Unfortunately, both banks and the government move at their own pace, and there’s very little control I can exert there. I’ll tell you that the due diligence phase is basically done. I know what paperwork I need to file, I know who I need to file it with, and I’ve figured out the corporate partners who can help me get it done. Literally the only roadblock is money landing in the game studio’s bank account so that I can click the buttons that launch the ship. Tomorrow maybe? Hopefully?

On the technology side of the house, we basically tore the game to pieces and then reassembled it. It was horrifying. Like imagine a scene from Hellraiser where someone opens the Lament Configuration and then the Cenobites show up and spend nine days methodically disassembling their moist flesh only to put it all back together in terrifying new ways. Like that. But the game code.

It’s good. The new shape is beautiful. But there was some pain along the way.

Okay So What Did We Actually Get Done?

A pixel art game depicts a plant surrounded by irrigation systems and farming tools with a FARMING button on the side.

Prototype 1, Sprint 3

Okay so the headline here is the game is running again. At the start of the sprint it was not running. It was not even walking. One might, if they were being charitable, argue that perhaps they had once seen it crawl.

  • We got maps. The maps got areas. You can move smoothly between them.

A digital farming simulation game interface is displayed, featuring a grid-based farm layout with several plots, a central character, and various on-screen controls.

  • We got plots. The plots got states. And the tools know.
    • This is only 30% as horrifying as it probably sounds. Sentient tools aren’t currently on the roadmap. But it does mean you don’t have to constantly pick the right tool for the current plot-state.
  • We got mana. The mana got an orb. It is very cool and we’re quite proud of it.
    • Why water crops with water when you can water them with mana?
    • Mana: it’s what plants crave.

A pixel art game screen features a small character in the top-left, an inventory panel on the right, and a large blue button on the bottom-right.

There were a couple more hidden delights, but you know what?
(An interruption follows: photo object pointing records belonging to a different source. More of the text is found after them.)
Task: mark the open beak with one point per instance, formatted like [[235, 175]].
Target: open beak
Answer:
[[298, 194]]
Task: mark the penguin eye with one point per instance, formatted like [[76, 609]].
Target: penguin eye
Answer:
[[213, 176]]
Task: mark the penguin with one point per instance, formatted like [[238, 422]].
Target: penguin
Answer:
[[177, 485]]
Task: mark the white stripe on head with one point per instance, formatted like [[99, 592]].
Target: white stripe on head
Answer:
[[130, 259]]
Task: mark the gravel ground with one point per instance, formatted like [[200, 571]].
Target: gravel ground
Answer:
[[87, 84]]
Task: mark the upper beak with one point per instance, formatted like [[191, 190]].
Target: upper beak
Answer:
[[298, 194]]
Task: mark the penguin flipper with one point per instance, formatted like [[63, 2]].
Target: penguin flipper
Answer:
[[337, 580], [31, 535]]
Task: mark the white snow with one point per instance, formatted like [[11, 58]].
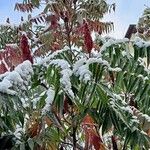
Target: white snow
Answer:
[[50, 97], [17, 78]]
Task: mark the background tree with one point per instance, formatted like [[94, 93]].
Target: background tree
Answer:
[[82, 93]]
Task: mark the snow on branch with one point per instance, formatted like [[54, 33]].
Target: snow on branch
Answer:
[[16, 79], [66, 73], [50, 97]]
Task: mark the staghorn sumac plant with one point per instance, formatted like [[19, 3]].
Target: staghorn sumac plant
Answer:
[[69, 99]]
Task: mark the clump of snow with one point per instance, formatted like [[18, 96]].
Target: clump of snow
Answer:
[[111, 42], [17, 78], [66, 73], [81, 69], [52, 56], [50, 97]]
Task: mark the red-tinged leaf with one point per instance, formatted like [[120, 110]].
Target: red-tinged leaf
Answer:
[[114, 143], [92, 138], [88, 42], [24, 45], [3, 68]]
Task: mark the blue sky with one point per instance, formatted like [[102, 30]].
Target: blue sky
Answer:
[[127, 12]]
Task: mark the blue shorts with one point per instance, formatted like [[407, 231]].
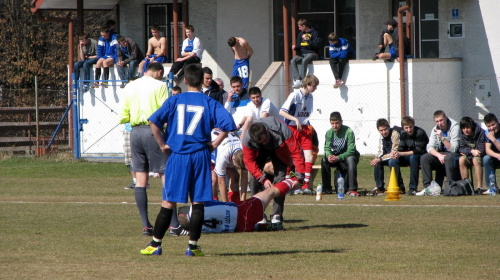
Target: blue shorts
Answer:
[[393, 53], [188, 173], [242, 68]]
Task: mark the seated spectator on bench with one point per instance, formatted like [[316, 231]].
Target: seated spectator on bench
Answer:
[[87, 56], [491, 160], [308, 42], [442, 151], [412, 145], [340, 53], [387, 146], [471, 149]]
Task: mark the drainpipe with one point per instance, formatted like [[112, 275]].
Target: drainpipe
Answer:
[[286, 46], [69, 21], [175, 23], [402, 80]]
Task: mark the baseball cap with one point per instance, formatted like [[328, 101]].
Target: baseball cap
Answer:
[[392, 22]]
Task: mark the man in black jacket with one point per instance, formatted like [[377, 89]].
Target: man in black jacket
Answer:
[[210, 87], [308, 42], [128, 53], [412, 145]]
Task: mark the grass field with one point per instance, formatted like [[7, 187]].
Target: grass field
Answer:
[[67, 219]]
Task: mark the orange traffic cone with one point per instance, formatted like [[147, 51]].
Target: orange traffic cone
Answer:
[[392, 193]]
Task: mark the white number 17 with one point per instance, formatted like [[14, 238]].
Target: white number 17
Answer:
[[181, 113]]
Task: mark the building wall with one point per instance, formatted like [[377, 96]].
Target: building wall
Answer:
[[372, 91], [370, 18]]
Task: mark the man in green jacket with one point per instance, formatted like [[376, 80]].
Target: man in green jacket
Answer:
[[340, 152]]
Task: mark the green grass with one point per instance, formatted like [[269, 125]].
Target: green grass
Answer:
[[67, 219]]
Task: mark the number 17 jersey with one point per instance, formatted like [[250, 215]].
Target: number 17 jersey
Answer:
[[190, 117]]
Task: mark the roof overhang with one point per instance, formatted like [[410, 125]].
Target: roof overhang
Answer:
[[72, 4]]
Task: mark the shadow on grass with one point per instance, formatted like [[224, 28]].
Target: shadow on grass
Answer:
[[334, 226], [283, 252]]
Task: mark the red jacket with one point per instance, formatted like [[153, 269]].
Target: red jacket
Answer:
[[286, 147]]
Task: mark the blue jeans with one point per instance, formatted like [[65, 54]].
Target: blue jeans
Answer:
[[413, 162], [490, 164], [132, 69], [429, 162], [378, 173], [87, 65], [299, 73]]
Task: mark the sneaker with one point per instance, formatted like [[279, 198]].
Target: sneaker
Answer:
[[275, 226], [411, 193], [130, 187], [338, 83], [295, 192], [147, 231], [308, 191], [194, 251], [353, 193], [376, 191], [420, 193], [150, 250], [178, 231]]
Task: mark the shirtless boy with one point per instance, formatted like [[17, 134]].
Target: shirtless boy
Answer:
[[242, 53], [157, 49]]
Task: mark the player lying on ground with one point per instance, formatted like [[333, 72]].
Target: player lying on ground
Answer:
[[243, 216]]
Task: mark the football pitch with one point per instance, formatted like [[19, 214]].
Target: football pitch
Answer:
[[67, 219]]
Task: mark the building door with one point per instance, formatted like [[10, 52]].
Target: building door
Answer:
[[326, 16]]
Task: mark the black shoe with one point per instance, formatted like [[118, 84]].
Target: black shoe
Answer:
[[148, 231], [411, 192], [179, 231]]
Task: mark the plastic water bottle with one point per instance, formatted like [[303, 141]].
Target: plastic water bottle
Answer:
[[340, 188], [493, 185], [319, 192]]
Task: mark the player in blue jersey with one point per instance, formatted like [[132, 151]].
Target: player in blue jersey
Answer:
[[242, 53], [189, 118]]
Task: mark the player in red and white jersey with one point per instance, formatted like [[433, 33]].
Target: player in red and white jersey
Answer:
[[296, 110]]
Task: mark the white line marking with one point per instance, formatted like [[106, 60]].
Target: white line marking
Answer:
[[287, 204]]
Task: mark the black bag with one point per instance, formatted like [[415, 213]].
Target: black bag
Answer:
[[456, 188], [341, 169]]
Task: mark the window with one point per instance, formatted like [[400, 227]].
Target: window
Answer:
[[326, 16], [162, 15]]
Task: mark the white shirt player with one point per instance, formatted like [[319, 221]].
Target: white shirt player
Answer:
[[224, 153], [219, 217], [298, 105], [266, 106]]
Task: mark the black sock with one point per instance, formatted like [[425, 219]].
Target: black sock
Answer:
[[141, 199], [106, 74], [196, 222], [162, 222], [97, 74]]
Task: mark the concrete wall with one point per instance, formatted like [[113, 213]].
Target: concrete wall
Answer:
[[372, 91]]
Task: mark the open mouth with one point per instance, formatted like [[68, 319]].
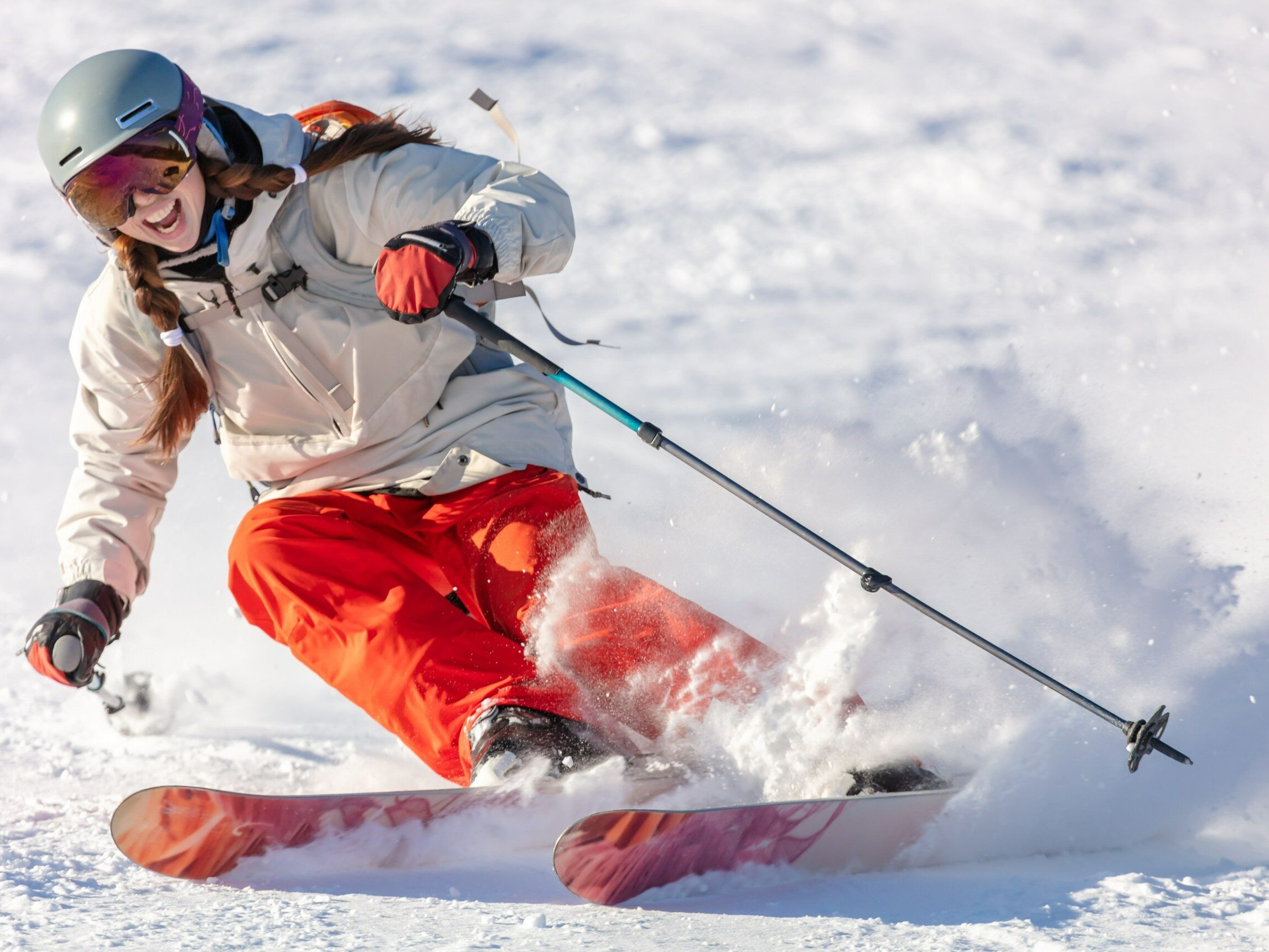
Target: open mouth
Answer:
[[165, 219]]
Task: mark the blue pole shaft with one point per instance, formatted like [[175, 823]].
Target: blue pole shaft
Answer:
[[872, 581]]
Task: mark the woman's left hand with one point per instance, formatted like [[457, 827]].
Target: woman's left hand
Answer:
[[418, 271]]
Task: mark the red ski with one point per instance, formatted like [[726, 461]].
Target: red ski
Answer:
[[193, 833], [614, 856]]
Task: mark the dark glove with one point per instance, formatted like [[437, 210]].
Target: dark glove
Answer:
[[66, 643], [417, 272]]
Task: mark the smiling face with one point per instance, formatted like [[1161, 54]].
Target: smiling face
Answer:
[[172, 221]]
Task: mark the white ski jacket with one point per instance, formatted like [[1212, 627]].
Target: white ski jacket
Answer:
[[320, 389]]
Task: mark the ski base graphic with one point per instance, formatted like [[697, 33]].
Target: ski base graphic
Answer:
[[614, 856], [607, 857], [194, 833]]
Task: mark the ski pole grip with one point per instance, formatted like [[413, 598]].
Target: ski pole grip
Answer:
[[496, 338]]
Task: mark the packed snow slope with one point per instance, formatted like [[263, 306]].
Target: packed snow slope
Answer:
[[976, 290]]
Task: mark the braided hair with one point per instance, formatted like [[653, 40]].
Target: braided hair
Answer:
[[183, 395]]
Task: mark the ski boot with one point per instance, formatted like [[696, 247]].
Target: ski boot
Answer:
[[899, 777], [507, 738]]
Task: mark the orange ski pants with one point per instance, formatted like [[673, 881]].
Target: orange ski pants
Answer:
[[356, 586]]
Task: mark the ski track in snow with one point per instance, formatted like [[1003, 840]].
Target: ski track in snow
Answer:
[[975, 290]]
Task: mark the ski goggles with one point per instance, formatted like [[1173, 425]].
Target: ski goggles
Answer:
[[153, 162]]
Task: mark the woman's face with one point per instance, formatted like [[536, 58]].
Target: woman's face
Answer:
[[170, 221]]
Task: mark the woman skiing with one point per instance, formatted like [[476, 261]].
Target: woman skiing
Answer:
[[417, 490]]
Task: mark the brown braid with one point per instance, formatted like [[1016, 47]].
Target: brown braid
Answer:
[[182, 390]]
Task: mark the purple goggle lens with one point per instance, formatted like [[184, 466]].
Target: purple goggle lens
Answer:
[[155, 161]]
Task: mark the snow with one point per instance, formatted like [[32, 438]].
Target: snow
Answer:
[[975, 290]]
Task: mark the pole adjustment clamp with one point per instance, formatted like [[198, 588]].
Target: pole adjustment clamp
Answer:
[[650, 433], [873, 581]]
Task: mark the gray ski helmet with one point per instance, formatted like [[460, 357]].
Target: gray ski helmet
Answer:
[[102, 103]]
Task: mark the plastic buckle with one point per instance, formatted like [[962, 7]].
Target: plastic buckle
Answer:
[[282, 284]]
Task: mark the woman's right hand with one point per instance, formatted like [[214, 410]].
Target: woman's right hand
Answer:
[[66, 643]]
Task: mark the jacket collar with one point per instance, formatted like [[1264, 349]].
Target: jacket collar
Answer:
[[282, 143]]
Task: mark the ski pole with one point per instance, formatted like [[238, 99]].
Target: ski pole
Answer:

I’m keeping them secret. I’m not telling and you can’t make me.

The Broth, or The Foundation of Things, or What Would I Want To Have Known Before This Sprint If I Could Have Known Them

  • Start the bank transfer about seven weeks before you could possibly anticipate needing it. You know what, you should probably just go start a bank transfer right now. Get it going just in case. It’s like putting a potato in the oven. You may not want a baked potato right now, but what about you in seven hours?
  • Sometimes it’s okay to break the build in service of putting the parts together in a better order.

The Bread, or The Accoutrements, or Other Things That Go On The Side And Are Also Good Maybe But Aren’t Really A Meal On Their Own

  • Not switching the tools is a good affordance to the design of an incremental game. It’s okay to switch and manage tools in a farming game, because the pace is different, the loop is different. In an incremental where you’re managing several tens of crops across multiple different map screens, it gets frustrating.

The Bourbon … Alcohol’s A Food, Right?, or The Things Coming Next, or That Which I Naively Believe We Might Actually Be Talking About Next Time

  • We’d like to get the Tome Menu working. A book can be a menu. Who says a book can’t be a menu?
  • XP, but more. Like you can gain it, sure, but what would you say it does around here?
  • Reworking how the player purchases plots. Current design is functional but not great.
  • More kinds of plots, maybe? Sort of a stretch goal, but definitely on the horizon.
    • Who said you couldn’t grow a fish? Not with that attitude.
    • If you can plant it, you can grow it, and the whole world looks like a shovel.

If broccoli-cheddar implies that cheese sauce can be a broth, and minestrone implies that pasta noodles can be an ingredient, then I think we can clearly demonstrate that macaroni and cheese is a soup.

Listen folks, it only gets more unhinged from here. Hope you’re ready.